Larry Fink, CEO of BlackRock, believes the traditional 60/40 portfolio of stocks and bonds is no longer effective for today’s investors. This model has been a staple since the 1950s, but Fink argues it may not provide true diversification anymore.

In his latest letter to investors, he states, “Assets that will define the future — such as data centers, ports, power grids, and the fastest-growing private companies — are largely inaccessible to most investors.”

As the head of the world’s largest asset manager, with $10 trillion in assets, Fink points out that these opportunities are often locked away in private markets, accessible only to the wealthiest and largest players.

He explains that the exclusivity of these assets stems from concerns over risk, illiquidity, and complexity. “That’s why only certain investors can enter,” he notes. “But nothing in finance is set in stone.”

Fink proposes a new investment framework, suggesting a future portfolio should consist of 50% stocks, 30% bonds, and 20% private assets, including real estate and infrastructure.

This shift in strategy aligns with BlackRock’s recent acquisitions of Global Infrastructure Partners, Preqin, and HPS Investment Partners, which aim to make private equity investments available to retail investors, potentially through 401(k) plans.

He compares this investment evolution to the rise of index funds over actively managed funds at the start of the century.

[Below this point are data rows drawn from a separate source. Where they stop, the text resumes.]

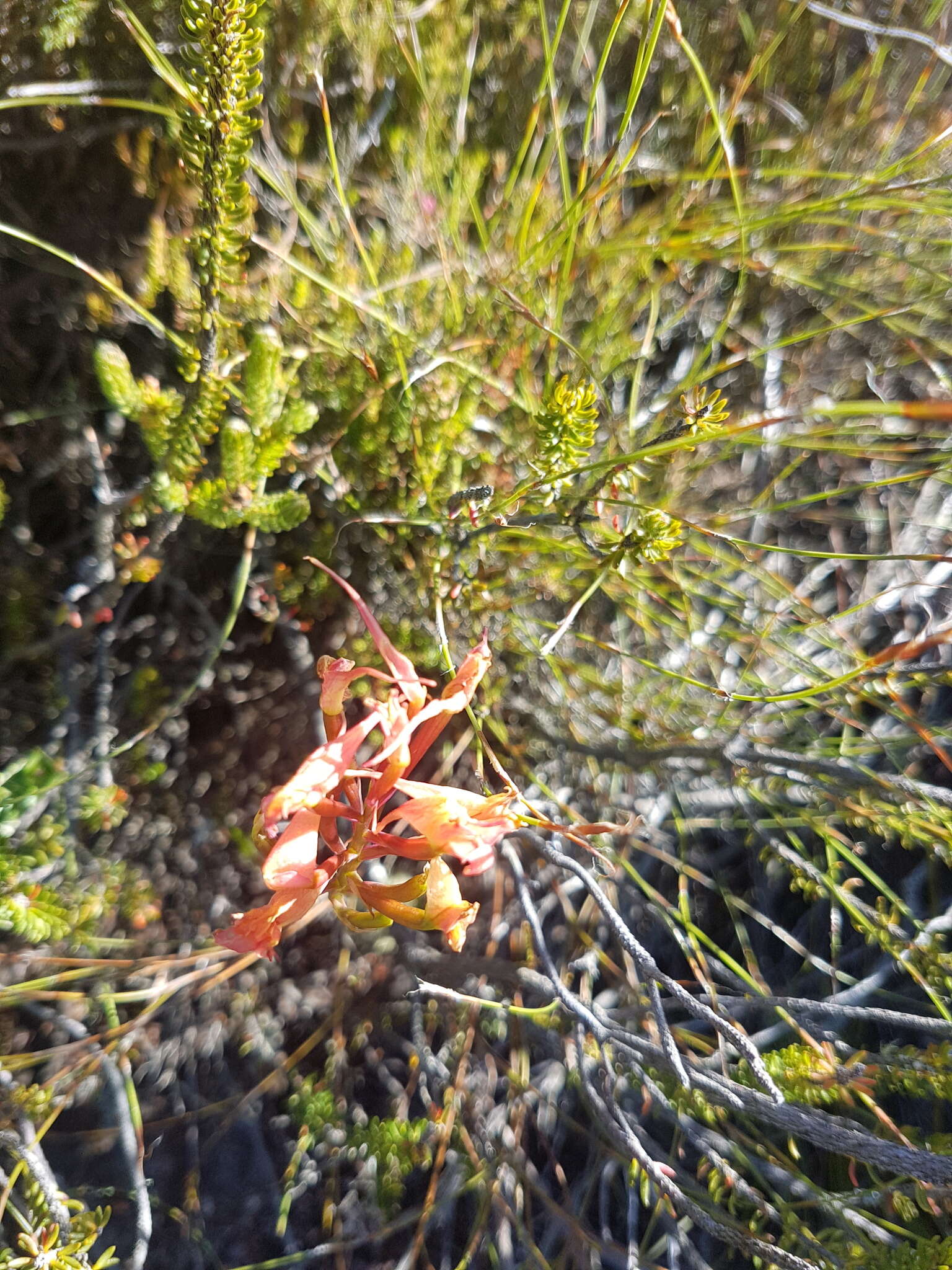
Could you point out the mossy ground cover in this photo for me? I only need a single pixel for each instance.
(624, 333)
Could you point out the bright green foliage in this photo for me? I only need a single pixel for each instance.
(926, 1255)
(654, 535)
(566, 429)
(46, 1248)
(68, 25)
(249, 451)
(103, 807)
(116, 379)
(398, 1146)
(223, 52)
(42, 894)
(144, 402)
(236, 450)
(263, 380)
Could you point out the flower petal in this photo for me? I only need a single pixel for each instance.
(259, 929)
(402, 667)
(319, 775)
(293, 860)
(446, 908)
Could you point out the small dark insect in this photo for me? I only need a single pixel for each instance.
(474, 494)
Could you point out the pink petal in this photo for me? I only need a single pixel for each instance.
(400, 665)
(294, 858)
(319, 775)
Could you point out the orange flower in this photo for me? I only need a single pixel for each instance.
(455, 822)
(319, 775)
(446, 908)
(400, 666)
(328, 788)
(259, 930)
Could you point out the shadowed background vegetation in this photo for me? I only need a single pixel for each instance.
(622, 332)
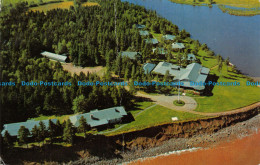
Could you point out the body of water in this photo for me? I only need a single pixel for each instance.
(237, 37)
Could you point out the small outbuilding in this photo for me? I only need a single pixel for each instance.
(131, 55)
(169, 37)
(148, 67)
(13, 128)
(178, 45)
(98, 118)
(151, 41)
(139, 26)
(144, 33)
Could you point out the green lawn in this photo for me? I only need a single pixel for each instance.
(244, 7)
(60, 5)
(30, 2)
(228, 97)
(140, 106)
(155, 116)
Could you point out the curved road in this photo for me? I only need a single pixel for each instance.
(190, 104)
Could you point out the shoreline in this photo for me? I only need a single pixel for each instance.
(231, 152)
(231, 133)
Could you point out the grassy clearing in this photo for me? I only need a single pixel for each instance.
(61, 5)
(252, 5)
(234, 3)
(140, 106)
(60, 118)
(241, 12)
(30, 2)
(154, 116)
(228, 97)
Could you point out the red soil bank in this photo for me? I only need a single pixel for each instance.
(244, 151)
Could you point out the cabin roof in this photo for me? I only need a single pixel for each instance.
(148, 67)
(13, 128)
(100, 117)
(178, 45)
(54, 56)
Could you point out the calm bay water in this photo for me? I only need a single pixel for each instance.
(237, 37)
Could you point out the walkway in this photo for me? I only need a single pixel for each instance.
(190, 104)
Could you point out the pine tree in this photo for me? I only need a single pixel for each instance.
(83, 126)
(42, 131)
(36, 133)
(51, 130)
(7, 140)
(68, 133)
(59, 129)
(79, 104)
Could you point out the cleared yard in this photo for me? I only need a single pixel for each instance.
(155, 116)
(61, 5)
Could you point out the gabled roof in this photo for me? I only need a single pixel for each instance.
(169, 37)
(151, 41)
(191, 57)
(143, 32)
(100, 117)
(160, 51)
(54, 56)
(193, 72)
(13, 128)
(178, 45)
(138, 26)
(131, 55)
(148, 67)
(162, 68)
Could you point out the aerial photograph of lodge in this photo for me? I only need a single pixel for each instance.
(199, 99)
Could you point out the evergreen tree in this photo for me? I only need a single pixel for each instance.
(83, 126)
(79, 104)
(36, 133)
(23, 135)
(51, 130)
(7, 140)
(42, 131)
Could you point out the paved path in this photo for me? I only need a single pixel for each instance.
(190, 104)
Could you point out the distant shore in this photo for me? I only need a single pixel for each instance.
(231, 133)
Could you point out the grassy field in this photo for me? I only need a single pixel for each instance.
(30, 2)
(61, 5)
(247, 7)
(154, 116)
(228, 97)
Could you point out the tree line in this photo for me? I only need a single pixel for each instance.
(41, 133)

Michael Rosen, Chief Investment Officer at Angeles Investments, supports Fink’s view, noting that a 50/30/20 allocation closely mirrors how institutional investors manage large pension funds and endowments.

After both stocks and bonds faced declines in 2022, some financial advisors speculated that the traditional 60/40 portfolio might be obsolete. However, projections for 2024 indicate that a typical 60/40 portfolio could yield a return of 14%.

Amy Arnott, a portfolio strategist at Morningstar, emphasizes the simplicity of this approach: “If you want to keep things very simple, the 60/40 portfolio or a target-date fund is a great starting point.”

For investors willing to explore more complex assets, options like commodities, private equity, and private debt can be considered. Despite the allure of these alternatives, Arnott notes that the total value of private assets globally stands at $14.3 trillion, compared to $247 trillion in public markets. She suggests that a more conservative allocation to private assets would be around 6%, rather than 20%.

Arnott also warns that due to issues like liquidity, transparency, and performance data, along with higher fees, investors should be ready to hold private assets for at least a decade.

Currently, very few 401(k) plans have incorporated private equity into their investment offerings, but Arnott believes this trend could shift. “We will probably see more plan sponsors adding private equity options to their lineups going forward,” she stated.